Ricapitoliamo. Giovedì il Quotidiano Nazionale e ieri Repubblica hanno dedicato spazio a un dossier “riservato” del 19 agosto dell’ufficio studi di Camera e Senato riportando una tabella che compara i deputati eletti nelle Camere basse di tutti i 28 Stati membri dell’Unione Europea, calcolando un coefficiente preciso: il numero di deputati di ogni paese per 100.000 abitanti. Secondo questa tabella, oggi l’Italia sarebbe quintultima con 1 deputato ogni 100.000 abitanti mentre, se dovesse passare il taglio dei parlamentari, scenderebbe all’ultimo posto con 0,7 eletti ogni 100.000 elettori. Quanto basta per far affermare al Qn, primo giornale a riportare la notizia, che “il taglio dei parlamentari è inutile: l’Italia ne ha già meno degli altri paesi Ue”. Completa ieri Repubblica che mostra la tabella integrale: “Referendum, con il sì Italia ultima nella Ue per rappresentanza” è il titolo di pagina 6. Peccato che, come hanno sottolineato ieri diversi costituzionalisti tra cui Ceccanti, il professor Francesco Clementi dell’Università di Perugia e Carlo Fusaro dell’Università di Firenze, dietro al dossier ci siano due errori di metodo: “In primo luogo – spiega Ceccanti – vanno comparati gli Stati di uguale dimensione di scala. Per esempio non si può comparare l’Italia con Malta perché è ovvio che quel paese abbia un rapporto basso elettori/eletti ma questo perché un’assemblea deve avere comunque un numero minimo di eletti”. Il secondo motivo è ancora più importante: “La comparazione può avvenire solo tra rappresentanti che sono eletti allo stesso modo e che svolgono la stessa funzione”. Ergo: deputati e senatori italiani con quelli del Bundestag tedesco, dell’Assemblea Nazionale francese, della Camera dei Comuni inglese e della Camera spagnola.
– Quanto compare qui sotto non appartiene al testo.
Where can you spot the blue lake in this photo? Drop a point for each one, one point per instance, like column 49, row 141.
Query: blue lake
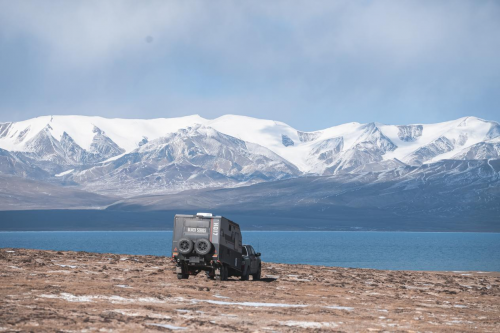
column 380, row 250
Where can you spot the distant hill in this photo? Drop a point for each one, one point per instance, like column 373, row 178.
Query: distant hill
column 441, row 176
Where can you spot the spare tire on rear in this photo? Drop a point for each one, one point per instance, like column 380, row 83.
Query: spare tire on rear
column 185, row 246
column 203, row 246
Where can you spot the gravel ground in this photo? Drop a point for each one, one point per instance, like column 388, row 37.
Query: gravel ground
column 83, row 292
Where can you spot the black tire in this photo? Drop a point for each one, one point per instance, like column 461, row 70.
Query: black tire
column 203, row 246
column 185, row 246
column 223, row 273
column 256, row 276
Per queste due ragionila comparazione può avvenire solo tra paesi simili in termini di popolazione (e non per esempio con il Portogallo che ha gli stessi abitanti della Lombardia): quindi Italia, Germania, Francia, Spagna e Gran Bretagna. Non solo: l’errore metodologico in cui sono incappati i due quotidiani è che per l’Italia vanno presi in considerazione i 945 parlamentari odierni (e non solo i 630 della Camera) e i 600 dopo la riforma (e non solo i 400 deputati) perché nel nostro paese deputati e senatori sono eletti direttamente e danno entrambi la fiducia al governo. Con questi nuovi dati si può notare che oggi l’Italia ha il più alto rapporto tra parlamentari e cittadini tra gli altri quattro paesi europei più grandi (1,6 ogni 100.000 abitanti) e che dopo la riforma non diventerà l’ultima ma sarà ancora al primo posto insieme al Regno Unito: 1 parlamentare ogni 100.000 abitanti. Più bassa la rappresentanza in Germania, Francia (0,9) e Spagna (0,8). Insomma, il “sì” al taglio dei parlamentari non porterà alcun vulnus di rappresentanza ma, come sostengono molti costituzionalisti, ci farà allineare alle più grandi democrazie europee.